Посвящается Анне Андреевне Ахматовой
Сцена представляет собой открытую площадку, на которой кое-где без всякого порядка расставлены стулья. Их немного, штук пять-шесть. В стороне стоит небольшой четырехугольный стол.
Одна-две детали, забытый транзистор на одном из стульев, бутылка из-под молока, в которой стоят цветы, говорят о том, что это не казенное, но и не обжитое какой-либо семьей помещение.

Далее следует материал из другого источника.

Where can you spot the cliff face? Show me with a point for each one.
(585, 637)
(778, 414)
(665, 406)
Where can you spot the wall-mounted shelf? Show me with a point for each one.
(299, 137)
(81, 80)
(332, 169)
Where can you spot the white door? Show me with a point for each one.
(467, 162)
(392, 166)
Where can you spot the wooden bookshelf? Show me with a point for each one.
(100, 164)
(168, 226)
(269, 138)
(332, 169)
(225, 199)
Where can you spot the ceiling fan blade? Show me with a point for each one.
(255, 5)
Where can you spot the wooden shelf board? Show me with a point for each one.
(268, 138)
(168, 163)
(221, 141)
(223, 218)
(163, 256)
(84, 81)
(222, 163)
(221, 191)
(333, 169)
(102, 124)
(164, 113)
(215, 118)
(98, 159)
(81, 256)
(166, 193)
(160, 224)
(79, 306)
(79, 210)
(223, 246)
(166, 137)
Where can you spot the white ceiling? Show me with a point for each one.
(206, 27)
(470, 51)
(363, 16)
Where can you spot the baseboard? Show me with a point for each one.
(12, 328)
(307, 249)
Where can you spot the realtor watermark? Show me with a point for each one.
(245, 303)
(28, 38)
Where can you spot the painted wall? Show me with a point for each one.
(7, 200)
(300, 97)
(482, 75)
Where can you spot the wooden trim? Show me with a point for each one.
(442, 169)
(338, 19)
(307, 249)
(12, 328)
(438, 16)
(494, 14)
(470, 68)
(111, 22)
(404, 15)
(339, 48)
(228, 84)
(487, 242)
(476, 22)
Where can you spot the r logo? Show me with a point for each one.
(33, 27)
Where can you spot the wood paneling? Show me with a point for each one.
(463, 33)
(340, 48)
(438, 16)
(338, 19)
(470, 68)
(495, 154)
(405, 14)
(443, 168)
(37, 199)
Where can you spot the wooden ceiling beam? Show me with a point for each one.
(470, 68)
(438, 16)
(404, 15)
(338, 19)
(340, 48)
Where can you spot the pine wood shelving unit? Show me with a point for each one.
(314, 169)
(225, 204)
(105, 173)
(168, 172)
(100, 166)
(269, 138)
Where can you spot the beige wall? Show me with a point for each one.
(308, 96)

При начале спектакля слышно, как мужской голос произносит: «И мы войдем с тобой в ярко освещенный зал…»
Через некоторое время на сцену выходит П о ж и л о й ч е л о в е к в темном свитере, лысый, с большими светлыми глазами. Он ходит чуть подавшись вперед. Останавливается в задумчивости, потом подходит к транзистору, включает его, долго ищет нужную ему станцию. Слышны бесконечные помехи, хрипы, морзянка, обрывки мелодий. Так и не найдя то, что бы он хотел услышать, человек уже было собирается выключить приемник, но останавливается на волне, по которой, пробиваясь через помехи, бьется морзянка откуда-то издалека. Люди, которые умеют читать на слух азбуку Морзе, могли бы понять, что это все время повторяющееся женское имя.
Он ставит работающий транзистор на стул, подходит к пепельнице, выносит ее за кулисы и возвращается с другой пепельницей, чистой. Потом Пожилой человек приводит в относительный порядок стулья, хотя и не выстраивает их в ряд. Берет один из них и ставит посередине площадки. Смахивает с сиденья что-то, очевидно пепел, и негромко говорит в кулису: «Проходите».
На сцену выходит Ж е н щ и н а лет тридцати, сравнительно высокая, со светлыми волосами. Она одета обыденно и тепло — так ходят на даче, когда уже начинается осень. В ее поведении явственно желание быть менее заметной и похожей на других, не выделяться. Но при первом же ее появлении мы чувствуем, что это не удается. Она относится к тем людям, у которых отчетливо виден процесс их внутренней работы, необязательно творческой и ценной, но идущей непрерывно. Обычно такие люди раздражают, у них мало внимания и времени для других, они могут встать, не дослушав тебя, и броситься по какому-то своему делу.
Она садится на стул посередине площадки и некоторое время сидит молча, задумавшись.
П о ж и л о й ч е л о в е к. Марина, вам уже тридцать с лишним. Вы не честолюбивы, поэтому вам не надо напоминать, что Лермонтов и Добролюбов прожили меньше. Что Эварист Галуа уже сделал свое…
М а р и н а (перебивает его) . Не надо. Подойдите к умирающему в двадцать восемь лет парню и скажите: «Что же ты так мало сделал в жизни?» В сравнении всегда есть что-то неуважительное.
П о ж и л о й ч е л о в е к. Хорошо, а как же тогда определить ценность людей на земле? На чьем примере тогда учить детей? Ведь дети, взрослея, постигают длинную цепь примеров жизней. Вот этот человек изобрел паровую машину, и поэтому он хорош, другой победил врагов в какой-то битве, и он тоже достоин уважения. Третий написал роман, и его именем названа школа…
М а р и н а. Я не знаю. Конечно, наверное, это тоже важно. Важно многое на земле. И мы действительно все стали очень совестливы. И мы говорим, говорим, говорим… Нас волнует и деторождаемость на земле, и как найти высшую точку приложения сил, и как ухитриться быть порядочным человеком, и что делать с молодежью.
П о ж и л о й ч е л о в е к. Но вы еще сами молоды, Марина.
М а р и н а. Но вы знаете, о чем я часто думаю. А ведь во всем этом могут разобраться и без меня.
П о ж и л о й ч е л о в е к. Вы по-прежнему не отказываетесь от своего решения?
Марина молчит.
Это грустно. Ну давайте попробуем разобраться вместе. Я понимаю, это действительно невозможно. Но может быть, вам хочется выговориться? Говорите, говорите что угодно, хоть без всякой связи.
М а р и н а (после паузы) . Все начинается очень просто, как в детстве — тебя все любят. Ты можешь подойти к любому человеку и знаешь, что тебя не обидят. А потом этот круг любящих сужается, сужается… и, наконец, остается семья, твоя семья… а иногда остаешься просто один.